Personally I think the only way that something of this magnitude could ever be done is gradually.
Sounds good in theory, but impossible in practice and the voters wouldn't trust Parliament either.
After all, the public never voted to join the EU. We voted to join a trading union, the EEC, which was (and still is) perfectly sensible, to make cross border trade quicker, easier and cheaper. If we could go back to that, I'd expect the vast majority of the public would accept it.
But, over the decades, our politicians signed us into other closer integrations, such as freedom of movement, closer integration of tax, european courts, etc., all of which are now inherently embedded into the trade agreement. Eg, we have harmonised VAT rules, etc which mean you can't go back to free trade without also agreeing to keep the cross-border VAT rules, so that brings common tax policy back into play, and so it goes on.
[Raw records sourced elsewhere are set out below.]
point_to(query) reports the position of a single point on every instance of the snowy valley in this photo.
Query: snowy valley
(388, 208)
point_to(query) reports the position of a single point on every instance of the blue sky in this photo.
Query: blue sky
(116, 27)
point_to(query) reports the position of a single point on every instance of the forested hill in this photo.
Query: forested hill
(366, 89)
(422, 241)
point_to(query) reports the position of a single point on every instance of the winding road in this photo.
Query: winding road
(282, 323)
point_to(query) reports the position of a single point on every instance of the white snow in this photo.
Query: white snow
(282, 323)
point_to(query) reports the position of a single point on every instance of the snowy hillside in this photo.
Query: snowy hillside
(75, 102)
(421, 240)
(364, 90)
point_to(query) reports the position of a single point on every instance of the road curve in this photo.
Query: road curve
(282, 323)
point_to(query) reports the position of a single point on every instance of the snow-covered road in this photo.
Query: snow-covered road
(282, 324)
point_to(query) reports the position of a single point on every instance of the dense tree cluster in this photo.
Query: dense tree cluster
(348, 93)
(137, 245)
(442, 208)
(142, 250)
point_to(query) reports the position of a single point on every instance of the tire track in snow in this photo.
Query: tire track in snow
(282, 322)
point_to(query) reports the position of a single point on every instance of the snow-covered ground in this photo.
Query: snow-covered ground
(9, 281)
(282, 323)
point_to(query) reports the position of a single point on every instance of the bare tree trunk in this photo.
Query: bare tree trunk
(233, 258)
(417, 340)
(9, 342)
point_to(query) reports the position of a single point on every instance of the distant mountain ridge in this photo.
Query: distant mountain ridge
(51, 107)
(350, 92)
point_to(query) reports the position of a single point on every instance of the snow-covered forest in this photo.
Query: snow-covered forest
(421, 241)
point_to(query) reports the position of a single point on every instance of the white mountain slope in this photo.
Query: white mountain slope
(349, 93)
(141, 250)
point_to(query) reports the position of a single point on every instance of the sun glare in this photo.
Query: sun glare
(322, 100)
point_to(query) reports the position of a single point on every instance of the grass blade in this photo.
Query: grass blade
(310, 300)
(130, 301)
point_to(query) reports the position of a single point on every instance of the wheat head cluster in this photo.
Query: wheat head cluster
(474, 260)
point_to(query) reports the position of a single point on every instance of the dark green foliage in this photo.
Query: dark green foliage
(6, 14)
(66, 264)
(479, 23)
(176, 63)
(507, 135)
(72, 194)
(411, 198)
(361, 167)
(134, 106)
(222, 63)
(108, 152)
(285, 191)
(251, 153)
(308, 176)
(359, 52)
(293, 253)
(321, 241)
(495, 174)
It's like a divorce. Of course, in a perfect world, when you divorce it would be all fair and amicable and I'm sure most people hope and work towards that. But during the process, cracks appear, and before you know it, you're at each other's throats. That's why a "soft" longer term brexit would never work.
Personally, I wouldn't trust the politicians to carry it through either - if we just withdraw slightly to appease the brexiteers, I believe the politicians would stealthily continue with ever closer integration. As has been proved, we couldn't trust them to "brexit", so I'd never trust them in some kind of longer run "one foot in, one foot out" approach.